Title
Kaddy’s Climate Story
Name
Kaddy Ren
Place
Chengdu, China
How are you sensing climate change?
When I visited my relatives in 2018, we stayed in their Chengdu skyrise apartment. They used to dry their clothes from the outside air, but because of the smog and increasing humidity, they keep the windows closed as often as possible, and leave the clothes to hang indoors. Once when my family decided to roadtrip, we stopped at a gas station just before sundown; as my family tended the car’s tank, I turned my attention to the sky that was painted a grey-orange gradient, the texture of satin, sun barely visible. I took a picture, and remember it being so pretty. Why don’t we have these sunsets in the U.S.? It wasn’t until years later that I realized this prospect was the result of mass pollution and greed.

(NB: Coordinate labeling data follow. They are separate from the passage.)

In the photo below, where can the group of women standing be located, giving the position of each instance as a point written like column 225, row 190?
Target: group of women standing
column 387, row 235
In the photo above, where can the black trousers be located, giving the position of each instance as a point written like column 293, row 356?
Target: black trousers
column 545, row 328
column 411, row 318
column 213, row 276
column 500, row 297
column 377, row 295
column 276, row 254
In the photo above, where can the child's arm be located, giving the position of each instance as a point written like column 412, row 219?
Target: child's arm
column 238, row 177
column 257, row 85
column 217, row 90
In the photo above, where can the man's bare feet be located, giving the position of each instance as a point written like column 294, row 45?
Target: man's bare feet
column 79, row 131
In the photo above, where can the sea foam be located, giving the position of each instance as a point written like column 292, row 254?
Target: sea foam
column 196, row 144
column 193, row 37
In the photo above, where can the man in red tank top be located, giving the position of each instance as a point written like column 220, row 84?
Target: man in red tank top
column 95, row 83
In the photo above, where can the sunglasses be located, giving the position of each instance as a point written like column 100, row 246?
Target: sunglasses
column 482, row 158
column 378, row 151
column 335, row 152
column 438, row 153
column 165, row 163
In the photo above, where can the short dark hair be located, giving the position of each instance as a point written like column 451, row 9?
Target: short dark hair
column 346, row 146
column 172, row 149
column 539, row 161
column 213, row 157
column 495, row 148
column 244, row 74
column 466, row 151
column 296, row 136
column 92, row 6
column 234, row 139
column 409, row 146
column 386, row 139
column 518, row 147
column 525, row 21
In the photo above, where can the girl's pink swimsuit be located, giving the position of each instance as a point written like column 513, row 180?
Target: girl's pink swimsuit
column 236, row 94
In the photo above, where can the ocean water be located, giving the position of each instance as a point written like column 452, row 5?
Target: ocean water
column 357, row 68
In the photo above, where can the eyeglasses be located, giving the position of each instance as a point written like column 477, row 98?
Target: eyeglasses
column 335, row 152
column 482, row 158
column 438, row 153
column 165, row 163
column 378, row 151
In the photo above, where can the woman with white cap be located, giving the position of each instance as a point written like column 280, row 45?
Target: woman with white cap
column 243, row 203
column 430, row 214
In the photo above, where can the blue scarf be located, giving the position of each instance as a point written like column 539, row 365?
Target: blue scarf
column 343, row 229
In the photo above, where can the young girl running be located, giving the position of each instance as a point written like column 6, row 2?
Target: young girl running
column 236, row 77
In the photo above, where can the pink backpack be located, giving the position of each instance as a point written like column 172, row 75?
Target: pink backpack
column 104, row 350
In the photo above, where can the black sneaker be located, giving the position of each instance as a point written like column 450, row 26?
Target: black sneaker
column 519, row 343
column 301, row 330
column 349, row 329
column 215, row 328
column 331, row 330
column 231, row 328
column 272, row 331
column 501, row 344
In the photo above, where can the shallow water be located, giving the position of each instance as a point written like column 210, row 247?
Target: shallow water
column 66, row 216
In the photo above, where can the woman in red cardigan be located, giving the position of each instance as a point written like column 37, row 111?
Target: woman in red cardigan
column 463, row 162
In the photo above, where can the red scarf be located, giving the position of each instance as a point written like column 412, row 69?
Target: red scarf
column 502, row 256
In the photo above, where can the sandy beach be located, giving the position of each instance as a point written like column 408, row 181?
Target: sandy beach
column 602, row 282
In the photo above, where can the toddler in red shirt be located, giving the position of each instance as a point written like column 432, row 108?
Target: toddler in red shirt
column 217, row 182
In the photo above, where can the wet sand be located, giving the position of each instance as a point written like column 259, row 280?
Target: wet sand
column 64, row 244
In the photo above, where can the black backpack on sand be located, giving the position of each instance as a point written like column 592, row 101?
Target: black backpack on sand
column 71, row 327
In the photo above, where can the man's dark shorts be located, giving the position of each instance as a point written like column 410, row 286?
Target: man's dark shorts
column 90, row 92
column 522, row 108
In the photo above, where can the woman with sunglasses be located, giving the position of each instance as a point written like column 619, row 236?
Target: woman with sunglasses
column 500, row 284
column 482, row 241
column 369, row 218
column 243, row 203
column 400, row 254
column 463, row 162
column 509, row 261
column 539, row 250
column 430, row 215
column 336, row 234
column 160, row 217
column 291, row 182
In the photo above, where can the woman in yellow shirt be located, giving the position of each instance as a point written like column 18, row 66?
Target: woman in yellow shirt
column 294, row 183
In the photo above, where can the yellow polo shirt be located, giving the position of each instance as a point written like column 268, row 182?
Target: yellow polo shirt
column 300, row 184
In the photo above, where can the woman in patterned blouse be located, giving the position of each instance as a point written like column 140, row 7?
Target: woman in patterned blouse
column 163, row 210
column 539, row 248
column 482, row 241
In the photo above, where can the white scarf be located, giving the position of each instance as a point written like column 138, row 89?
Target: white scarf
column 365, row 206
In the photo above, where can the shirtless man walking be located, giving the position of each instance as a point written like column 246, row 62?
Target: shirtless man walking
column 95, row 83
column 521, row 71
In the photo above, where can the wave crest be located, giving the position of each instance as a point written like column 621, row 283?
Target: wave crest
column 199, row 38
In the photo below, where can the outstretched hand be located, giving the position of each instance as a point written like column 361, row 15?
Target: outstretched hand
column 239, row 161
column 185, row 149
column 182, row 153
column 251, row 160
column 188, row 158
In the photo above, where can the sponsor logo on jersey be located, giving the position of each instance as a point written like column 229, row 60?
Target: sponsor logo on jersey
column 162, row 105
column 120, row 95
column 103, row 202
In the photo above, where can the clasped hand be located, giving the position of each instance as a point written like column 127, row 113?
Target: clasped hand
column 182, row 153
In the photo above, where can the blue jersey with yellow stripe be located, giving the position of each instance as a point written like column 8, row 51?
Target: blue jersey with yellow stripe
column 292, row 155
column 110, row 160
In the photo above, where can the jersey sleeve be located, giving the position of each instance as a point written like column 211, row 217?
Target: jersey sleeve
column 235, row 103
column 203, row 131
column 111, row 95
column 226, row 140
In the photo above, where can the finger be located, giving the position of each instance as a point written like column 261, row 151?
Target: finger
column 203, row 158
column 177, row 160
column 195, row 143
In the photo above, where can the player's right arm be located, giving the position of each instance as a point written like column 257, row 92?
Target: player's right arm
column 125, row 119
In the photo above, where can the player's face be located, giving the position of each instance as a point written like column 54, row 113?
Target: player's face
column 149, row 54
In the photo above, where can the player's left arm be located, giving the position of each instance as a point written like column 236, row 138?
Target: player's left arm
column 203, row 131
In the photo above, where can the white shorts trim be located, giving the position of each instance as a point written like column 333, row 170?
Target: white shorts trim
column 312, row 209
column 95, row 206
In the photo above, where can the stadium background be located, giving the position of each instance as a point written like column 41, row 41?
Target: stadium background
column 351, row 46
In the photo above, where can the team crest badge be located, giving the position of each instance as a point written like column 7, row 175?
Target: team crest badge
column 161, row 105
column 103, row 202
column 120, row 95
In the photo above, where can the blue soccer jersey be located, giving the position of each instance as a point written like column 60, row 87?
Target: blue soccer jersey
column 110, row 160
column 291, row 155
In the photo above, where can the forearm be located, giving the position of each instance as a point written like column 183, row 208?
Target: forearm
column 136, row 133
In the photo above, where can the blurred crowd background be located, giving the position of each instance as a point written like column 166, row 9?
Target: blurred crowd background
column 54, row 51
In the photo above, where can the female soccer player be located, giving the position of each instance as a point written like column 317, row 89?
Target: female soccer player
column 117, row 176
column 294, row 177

How do these changes make you feel?
These changes make me feel extremely anxious. As Tahmima Anam iterated in the book Tales of Two Planets, the fates of poorer and warmer places only serve as a look into the future of what every country will eventually have to face. Will my children be able to visit my aunts and uncles? Will they mistake pollution for the beauty I had? Climate change makes me feel weak and unproductive. I know I am meant to keep an optimistic outlook on our future, but as long as the top 1% remain unbothered, climate change feels inevitable.